Tahun 2010, berdasarkan penelitian lembaga Inggris Institution of Mechanical Engineers tahun 2010, alasan terbuangnya bahan pangan berhubungan dengan tingkat perekonomian kelompok konsumen di dunia.
Di negara-negara miskin dan berkembang, kemubaziran lebih banyak terjadi karena bibit, proses panen, penyimpanan, dan transportasi yang buruk. Bibit yang kurang bagus, teknologi dan infrastruktur produksi, penyimpanan, dan transportasi yang kurang canggih ikut menentukan umur bahan pangan. Sebagian besar bahan pangan busuk sebelum sampai ke tangan konsumen.
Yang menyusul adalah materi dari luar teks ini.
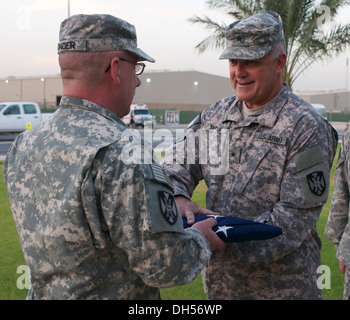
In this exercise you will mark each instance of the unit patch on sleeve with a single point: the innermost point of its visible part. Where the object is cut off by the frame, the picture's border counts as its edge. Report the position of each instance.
(317, 183)
(168, 206)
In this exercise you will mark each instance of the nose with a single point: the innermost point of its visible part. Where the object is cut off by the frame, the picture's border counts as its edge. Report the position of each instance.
(240, 69)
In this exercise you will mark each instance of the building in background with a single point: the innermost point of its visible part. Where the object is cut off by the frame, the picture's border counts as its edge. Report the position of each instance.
(186, 92)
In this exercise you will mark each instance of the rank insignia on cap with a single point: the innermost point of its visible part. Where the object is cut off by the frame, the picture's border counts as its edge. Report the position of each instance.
(168, 206)
(317, 182)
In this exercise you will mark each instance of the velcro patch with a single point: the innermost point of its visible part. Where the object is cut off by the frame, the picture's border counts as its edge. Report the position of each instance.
(155, 172)
(270, 138)
(168, 206)
(317, 183)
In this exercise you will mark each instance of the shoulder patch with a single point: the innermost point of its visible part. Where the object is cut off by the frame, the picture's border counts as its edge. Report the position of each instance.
(313, 175)
(155, 172)
(168, 206)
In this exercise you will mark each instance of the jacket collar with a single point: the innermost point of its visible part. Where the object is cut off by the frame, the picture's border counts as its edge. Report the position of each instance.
(267, 116)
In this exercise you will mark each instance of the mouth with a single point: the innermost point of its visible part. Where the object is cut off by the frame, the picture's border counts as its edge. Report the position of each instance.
(244, 84)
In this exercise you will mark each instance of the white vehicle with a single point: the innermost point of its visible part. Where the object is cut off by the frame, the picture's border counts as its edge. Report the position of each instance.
(140, 114)
(20, 116)
(321, 109)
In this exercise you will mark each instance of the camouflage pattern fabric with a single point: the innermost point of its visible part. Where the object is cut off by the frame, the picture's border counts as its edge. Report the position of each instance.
(252, 38)
(338, 225)
(89, 214)
(278, 172)
(99, 32)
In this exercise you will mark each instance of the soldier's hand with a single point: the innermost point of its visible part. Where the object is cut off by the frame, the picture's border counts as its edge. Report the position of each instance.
(342, 267)
(188, 209)
(206, 227)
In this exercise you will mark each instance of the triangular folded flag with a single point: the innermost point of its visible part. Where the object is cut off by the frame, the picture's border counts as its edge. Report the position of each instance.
(231, 229)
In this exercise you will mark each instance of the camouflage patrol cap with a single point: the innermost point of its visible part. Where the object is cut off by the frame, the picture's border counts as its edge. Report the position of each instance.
(252, 38)
(99, 32)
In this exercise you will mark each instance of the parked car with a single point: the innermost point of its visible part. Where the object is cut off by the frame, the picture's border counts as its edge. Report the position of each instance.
(321, 109)
(141, 115)
(20, 116)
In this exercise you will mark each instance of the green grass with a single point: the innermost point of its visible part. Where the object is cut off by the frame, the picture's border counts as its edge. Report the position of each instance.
(11, 254)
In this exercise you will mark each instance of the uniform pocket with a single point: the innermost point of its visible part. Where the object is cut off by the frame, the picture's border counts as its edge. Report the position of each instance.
(249, 165)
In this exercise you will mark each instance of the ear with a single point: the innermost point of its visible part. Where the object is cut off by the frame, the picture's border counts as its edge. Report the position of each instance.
(115, 71)
(282, 60)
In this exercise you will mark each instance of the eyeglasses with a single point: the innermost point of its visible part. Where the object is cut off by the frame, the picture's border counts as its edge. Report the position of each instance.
(139, 66)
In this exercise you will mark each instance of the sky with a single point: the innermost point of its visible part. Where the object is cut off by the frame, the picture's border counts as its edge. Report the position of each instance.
(29, 36)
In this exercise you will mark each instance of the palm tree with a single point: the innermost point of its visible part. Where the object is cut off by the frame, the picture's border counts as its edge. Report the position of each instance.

Keunggulan dari konsumen di kelompok ini, biasanya tidak terlalu pemilih terhadap kondisi 'kecantikan' bahan pangan. Yang penting nggak busuk atau rusak, mau penampilannya meleset sedikit tutup mata saja, deh. Contohnya bawang putih yang kecil-kecil pun di Indonesia masih tetap laku, nggak cuma yang besar-besar saja.
Sementara di negara-negara maju, standar supermarket besar --yang didasari oleh selera konsumen juga-- membuat sebagian bahan pangan yang tidak memenuhi ekspektasi akan tersingkir sebelum mencapai rak penjualan. Bedakan kelayakan makan dengan penampilan bahan pangan, ya. Hanya karena produksi satu kebun tahun ini kecil-kecil, buah dan sayur yang sebenarnya sangat layak konsumsi di-reject oleh supermarket karena dianggap jelek kualitasnya.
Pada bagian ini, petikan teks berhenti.